The 1948 Genocide Convention was drafted in response to the Holocaust and criminalized the entire or partial destruction of a people. Article II defines genocide as actions committed with the “intent to destroy, either in whole or in part, a national, ethnic, racial, or religious group.” South Africa contends that Israel has violated the obligations made at the Convention, ratified by 153 states, and submitted an application to the ICJ to open a case against Israel. South Africa has requested for the court to commit to implementing provisional or short-term efforts to bring Israel’s military campaign in Gaza to a halt and to protect the human rights of Palestinians. Since then, the Palestinian Foreign Ministry has endorsed South Africa’s suit and echoed that the ICJ must “call on Israel, the occupying power, to halt its onslaught.” Malaysia has also recently expressed its support for South Africa’s case. South Africa’s suit at the ICJ requires the UN to make a ruling concerning Israel’s accountability in the plight of the Palestinian people. Given that both South Africa and Israel are members of the UN and honour-bound by the court, this is a significant development for the futures of Palestinians in Gaza. South African government lawyers will plead their case on January 11 and 12.
Israel, however, has responded to South Africa’s suit with outrage. According to Eylon Levy, an Israeli government spokesman, Israel plans to fight the case “to dispel South Africa’s absurd blood libel.” Instead, Israel blames Hamas for using Palestinians as “human shields’’ and contends that Israel is doing all it can to limit harm to innocent civilians. However, over 22,000 Palestinians, the majority of whom are civilians and more than 40 percent of whom are children, have been killed in Israeli airstrikes. Israel’s claim that it is preventing civilian harm sharply conflicts with its claim that the war will not cease until Hamas is destroyed.
South Africa’s decision to file a case of genocide against Israel is not exactly a surprise. South African leaders like Nelson Mandela and Cyril Ramaphosa have drawn parallels between the Palestinian struggle and the struggles faced by South Africa’s Black population in the apartheid era. The nation has a decades-long history of supporting the Palestinian struggle for statehood in the face of Israeli occupation. Nelson Mandela had a warm relationship with Yasser Arafat, Palestinian political leader and former chairman of the Palestine Liberation Organization. In conversations with the Israeli Foreign Ministry, Mandela stressed that in order to ensure peace in the Middle East, Israel must withdraw from Arab territories. In recent years, South Africa has continued to express solidarity with the Palestinian people. In November 2023, lawmakers voted to close down the Israeli embassy in Pretoria and recall all South African diplomats from Tel Aviv.

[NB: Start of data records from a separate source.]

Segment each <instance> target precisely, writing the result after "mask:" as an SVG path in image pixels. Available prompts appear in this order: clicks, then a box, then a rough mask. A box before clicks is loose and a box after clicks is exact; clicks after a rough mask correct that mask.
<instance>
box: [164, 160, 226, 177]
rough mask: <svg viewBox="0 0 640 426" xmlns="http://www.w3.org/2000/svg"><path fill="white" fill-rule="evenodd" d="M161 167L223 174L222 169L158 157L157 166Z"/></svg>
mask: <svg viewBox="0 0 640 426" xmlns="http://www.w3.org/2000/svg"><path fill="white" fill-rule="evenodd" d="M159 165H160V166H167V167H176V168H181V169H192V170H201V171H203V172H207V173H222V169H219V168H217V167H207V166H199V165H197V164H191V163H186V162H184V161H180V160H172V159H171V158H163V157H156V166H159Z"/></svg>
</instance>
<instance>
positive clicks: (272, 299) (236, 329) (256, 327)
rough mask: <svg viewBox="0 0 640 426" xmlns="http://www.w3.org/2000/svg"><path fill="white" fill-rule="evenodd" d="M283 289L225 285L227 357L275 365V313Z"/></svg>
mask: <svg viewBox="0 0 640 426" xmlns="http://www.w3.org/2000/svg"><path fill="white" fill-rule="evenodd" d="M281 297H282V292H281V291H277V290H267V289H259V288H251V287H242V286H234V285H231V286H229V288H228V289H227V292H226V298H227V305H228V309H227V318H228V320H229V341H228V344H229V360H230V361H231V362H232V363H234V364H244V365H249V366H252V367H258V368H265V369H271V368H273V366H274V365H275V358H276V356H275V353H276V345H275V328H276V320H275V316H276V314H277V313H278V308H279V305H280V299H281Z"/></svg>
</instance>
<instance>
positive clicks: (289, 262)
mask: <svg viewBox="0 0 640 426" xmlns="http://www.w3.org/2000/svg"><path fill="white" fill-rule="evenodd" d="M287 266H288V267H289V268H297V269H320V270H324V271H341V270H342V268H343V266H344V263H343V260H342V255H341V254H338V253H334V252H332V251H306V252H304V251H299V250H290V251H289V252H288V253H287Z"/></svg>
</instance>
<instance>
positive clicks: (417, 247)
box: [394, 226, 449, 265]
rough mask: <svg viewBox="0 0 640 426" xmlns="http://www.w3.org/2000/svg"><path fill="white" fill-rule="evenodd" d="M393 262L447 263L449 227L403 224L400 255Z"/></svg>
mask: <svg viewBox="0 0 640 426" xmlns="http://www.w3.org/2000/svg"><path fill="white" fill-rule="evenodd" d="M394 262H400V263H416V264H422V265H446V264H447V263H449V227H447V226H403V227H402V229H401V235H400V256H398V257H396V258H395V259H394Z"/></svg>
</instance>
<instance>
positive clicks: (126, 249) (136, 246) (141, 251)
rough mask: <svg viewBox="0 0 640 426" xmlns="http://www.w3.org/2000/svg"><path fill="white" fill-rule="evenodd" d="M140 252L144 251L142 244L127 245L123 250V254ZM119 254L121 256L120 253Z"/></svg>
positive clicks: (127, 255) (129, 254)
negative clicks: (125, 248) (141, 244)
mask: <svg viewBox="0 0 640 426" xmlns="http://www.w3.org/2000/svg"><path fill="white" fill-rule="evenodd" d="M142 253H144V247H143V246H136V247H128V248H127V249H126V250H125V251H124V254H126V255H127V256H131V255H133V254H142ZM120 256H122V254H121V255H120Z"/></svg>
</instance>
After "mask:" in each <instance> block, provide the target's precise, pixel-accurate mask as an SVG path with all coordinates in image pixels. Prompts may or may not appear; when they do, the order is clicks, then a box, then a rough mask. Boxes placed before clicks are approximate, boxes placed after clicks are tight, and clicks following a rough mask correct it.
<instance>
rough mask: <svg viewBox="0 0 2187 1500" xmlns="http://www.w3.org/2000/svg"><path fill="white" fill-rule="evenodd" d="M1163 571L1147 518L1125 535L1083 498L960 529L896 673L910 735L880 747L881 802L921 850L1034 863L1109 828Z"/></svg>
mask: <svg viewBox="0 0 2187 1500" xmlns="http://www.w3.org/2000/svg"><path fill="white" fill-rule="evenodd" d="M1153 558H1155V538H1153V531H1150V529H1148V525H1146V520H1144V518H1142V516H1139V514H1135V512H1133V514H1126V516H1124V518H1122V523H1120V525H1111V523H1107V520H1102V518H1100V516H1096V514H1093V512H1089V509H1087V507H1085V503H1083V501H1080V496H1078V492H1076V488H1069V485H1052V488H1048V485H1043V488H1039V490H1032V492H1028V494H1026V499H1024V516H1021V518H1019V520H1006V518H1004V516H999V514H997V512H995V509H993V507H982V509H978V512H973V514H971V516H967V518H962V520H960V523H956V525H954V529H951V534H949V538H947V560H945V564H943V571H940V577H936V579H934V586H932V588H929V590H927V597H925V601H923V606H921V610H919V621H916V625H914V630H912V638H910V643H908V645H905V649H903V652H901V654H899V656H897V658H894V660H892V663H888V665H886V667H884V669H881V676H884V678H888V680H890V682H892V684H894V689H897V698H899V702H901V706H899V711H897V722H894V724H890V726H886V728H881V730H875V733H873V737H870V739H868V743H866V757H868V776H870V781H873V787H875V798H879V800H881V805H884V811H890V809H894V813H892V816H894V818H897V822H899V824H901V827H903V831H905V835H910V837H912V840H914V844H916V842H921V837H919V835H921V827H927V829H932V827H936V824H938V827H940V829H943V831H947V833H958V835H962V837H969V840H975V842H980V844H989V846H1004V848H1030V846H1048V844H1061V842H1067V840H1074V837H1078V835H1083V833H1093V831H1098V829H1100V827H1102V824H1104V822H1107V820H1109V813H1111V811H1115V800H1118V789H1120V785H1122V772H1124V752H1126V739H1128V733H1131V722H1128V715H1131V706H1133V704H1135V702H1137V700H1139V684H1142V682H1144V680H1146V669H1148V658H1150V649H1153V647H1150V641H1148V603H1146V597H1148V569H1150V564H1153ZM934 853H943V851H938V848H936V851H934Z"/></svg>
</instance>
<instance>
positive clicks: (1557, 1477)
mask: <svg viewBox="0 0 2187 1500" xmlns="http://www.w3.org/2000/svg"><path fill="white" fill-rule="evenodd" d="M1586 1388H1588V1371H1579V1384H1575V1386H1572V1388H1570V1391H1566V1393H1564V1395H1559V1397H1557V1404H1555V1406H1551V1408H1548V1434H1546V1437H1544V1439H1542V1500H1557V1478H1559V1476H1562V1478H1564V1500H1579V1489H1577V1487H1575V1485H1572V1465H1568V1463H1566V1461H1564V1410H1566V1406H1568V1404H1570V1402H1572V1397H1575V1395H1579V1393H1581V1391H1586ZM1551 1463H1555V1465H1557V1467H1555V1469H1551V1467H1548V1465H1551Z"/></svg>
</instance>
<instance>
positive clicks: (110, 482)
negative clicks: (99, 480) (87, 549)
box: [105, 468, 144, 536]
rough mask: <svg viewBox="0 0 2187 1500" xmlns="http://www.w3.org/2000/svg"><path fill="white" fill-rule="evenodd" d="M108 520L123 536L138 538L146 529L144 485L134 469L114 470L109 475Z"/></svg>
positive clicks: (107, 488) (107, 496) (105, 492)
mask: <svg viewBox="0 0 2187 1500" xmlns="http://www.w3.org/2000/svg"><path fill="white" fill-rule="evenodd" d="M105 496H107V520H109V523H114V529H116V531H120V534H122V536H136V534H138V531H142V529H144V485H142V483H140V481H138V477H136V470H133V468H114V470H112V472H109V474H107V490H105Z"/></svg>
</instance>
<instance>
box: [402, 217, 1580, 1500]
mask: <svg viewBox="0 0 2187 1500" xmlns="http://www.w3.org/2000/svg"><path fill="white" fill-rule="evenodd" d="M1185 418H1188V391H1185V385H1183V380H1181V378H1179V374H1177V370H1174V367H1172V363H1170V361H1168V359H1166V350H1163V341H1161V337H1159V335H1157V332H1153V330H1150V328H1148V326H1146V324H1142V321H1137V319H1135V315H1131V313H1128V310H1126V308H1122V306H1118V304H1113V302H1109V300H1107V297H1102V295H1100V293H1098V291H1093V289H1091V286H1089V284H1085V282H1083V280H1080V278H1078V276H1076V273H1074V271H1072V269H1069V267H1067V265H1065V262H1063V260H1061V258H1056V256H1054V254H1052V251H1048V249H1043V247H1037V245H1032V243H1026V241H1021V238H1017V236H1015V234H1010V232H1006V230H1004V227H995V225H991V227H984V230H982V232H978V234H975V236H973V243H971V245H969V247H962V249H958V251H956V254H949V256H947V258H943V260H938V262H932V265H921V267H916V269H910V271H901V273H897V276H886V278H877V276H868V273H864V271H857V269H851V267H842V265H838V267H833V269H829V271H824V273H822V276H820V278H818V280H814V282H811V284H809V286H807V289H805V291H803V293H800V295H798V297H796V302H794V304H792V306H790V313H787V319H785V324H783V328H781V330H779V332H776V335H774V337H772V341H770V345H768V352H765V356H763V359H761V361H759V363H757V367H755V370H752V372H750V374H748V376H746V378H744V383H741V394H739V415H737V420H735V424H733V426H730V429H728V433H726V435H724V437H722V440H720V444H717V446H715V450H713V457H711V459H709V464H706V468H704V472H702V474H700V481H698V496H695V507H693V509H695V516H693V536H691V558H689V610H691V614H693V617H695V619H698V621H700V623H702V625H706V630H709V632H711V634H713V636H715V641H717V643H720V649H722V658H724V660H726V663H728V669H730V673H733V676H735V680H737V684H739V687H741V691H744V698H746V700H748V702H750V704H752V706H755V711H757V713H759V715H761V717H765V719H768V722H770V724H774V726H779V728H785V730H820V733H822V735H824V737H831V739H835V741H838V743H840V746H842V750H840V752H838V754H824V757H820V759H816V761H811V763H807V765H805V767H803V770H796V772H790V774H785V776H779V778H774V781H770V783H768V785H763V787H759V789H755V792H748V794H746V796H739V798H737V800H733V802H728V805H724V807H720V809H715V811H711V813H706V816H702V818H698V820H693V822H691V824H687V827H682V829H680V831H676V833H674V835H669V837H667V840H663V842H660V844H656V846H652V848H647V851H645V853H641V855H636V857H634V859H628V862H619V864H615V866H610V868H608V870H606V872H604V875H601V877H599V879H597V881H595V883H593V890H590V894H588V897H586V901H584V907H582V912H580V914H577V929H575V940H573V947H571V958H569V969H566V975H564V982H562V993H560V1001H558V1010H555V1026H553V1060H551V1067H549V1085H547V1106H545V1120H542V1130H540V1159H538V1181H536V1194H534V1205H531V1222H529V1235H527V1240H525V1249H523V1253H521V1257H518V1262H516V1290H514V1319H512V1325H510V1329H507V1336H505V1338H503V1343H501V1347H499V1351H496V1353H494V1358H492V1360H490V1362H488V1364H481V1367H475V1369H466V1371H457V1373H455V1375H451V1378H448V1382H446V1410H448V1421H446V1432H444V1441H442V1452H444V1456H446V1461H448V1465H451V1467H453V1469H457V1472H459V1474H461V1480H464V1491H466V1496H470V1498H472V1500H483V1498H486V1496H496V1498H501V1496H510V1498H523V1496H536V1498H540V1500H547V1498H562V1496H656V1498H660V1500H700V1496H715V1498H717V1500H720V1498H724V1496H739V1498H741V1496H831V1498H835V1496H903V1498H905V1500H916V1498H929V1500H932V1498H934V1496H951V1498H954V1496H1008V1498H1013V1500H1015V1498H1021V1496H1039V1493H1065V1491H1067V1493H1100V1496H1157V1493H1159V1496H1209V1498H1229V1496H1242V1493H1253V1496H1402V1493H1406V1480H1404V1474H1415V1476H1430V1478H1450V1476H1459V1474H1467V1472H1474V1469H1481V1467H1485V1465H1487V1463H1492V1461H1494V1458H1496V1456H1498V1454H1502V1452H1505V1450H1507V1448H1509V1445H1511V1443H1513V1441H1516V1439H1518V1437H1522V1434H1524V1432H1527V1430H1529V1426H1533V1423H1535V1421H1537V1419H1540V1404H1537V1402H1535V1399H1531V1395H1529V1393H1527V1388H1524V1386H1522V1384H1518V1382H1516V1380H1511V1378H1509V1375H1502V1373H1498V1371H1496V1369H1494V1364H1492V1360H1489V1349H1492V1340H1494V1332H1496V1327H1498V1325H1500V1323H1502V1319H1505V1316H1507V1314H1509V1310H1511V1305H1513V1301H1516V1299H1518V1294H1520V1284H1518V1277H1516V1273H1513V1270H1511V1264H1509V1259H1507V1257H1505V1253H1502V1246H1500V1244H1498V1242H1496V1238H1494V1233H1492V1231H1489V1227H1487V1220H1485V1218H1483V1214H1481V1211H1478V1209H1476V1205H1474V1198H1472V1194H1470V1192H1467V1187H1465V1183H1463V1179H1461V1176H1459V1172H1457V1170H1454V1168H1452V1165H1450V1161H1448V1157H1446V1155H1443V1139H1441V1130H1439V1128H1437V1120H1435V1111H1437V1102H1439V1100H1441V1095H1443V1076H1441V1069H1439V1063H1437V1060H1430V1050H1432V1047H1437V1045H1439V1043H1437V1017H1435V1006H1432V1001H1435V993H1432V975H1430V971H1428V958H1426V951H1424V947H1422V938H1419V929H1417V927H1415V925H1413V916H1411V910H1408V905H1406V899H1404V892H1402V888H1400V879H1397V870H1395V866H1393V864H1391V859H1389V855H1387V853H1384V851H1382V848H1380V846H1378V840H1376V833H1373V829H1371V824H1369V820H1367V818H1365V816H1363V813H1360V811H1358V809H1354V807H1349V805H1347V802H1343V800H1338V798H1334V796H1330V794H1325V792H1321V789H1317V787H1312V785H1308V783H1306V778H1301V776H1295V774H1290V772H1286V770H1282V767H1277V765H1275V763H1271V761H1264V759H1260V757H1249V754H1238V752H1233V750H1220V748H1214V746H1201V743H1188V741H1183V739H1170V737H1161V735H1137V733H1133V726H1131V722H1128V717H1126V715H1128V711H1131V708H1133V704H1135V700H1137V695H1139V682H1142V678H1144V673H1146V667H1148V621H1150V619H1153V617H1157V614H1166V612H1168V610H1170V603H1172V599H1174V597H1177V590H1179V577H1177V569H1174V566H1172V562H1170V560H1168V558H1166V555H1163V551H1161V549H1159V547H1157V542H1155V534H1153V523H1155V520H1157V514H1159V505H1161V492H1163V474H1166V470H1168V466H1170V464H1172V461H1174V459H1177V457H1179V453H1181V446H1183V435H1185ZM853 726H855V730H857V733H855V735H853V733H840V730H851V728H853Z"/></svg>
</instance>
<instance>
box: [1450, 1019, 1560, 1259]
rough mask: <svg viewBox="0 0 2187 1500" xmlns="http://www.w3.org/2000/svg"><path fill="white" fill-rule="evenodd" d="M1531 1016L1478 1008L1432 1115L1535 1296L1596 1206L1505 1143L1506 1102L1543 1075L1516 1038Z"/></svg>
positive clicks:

However, while South Africa continues to protest Israel’s indiscriminate bombing in Palestine, countries like the US continue to support Israel’s war effort. In December 2023, the Biden administration bypassed Congress for a second time that month to sell “emergency” weapons to Israel. It is deeply concerning to witness the US government’s dismissal of civilian suffering in Palestine and its military support fuelling the indiscriminate killing of Palestinians.
As students, we must remain resilient in our activism to call out McGill, our own university, to end its investments in Israeli war crimes. We can recall the historic activism conducted by students in the 1980s, which led to McGill becoming the first Canadian university to divest from South African apartheid. Student activism has proven effective in enacting significant change, and despite our university’s efforts to stifle student support for Palestine, we must continue to hold McGill accountable for its complicity in genocide.
South Africa’s decision to initiate a legal battle against Israel’s genocide in Gaza is an important and unprecedented development. We call upon all countries to fight for an end to civilian suffering in Palestine. We also encourage students to continue pressuring their governments and institutions to take action to stop the genocide through protesting, boycotting, writing to elected representatives, signing petitions, and generally staying informed on developments. For local updates, follow Montreal for Palestine, the Palestinian Struggle Mission, Independent Jewish Voices, and the Palestine Youth Movement on social media. Finally, the Daily’s editorial board calls for an immediate ceasefire as a first step toward the liberation of Palestine.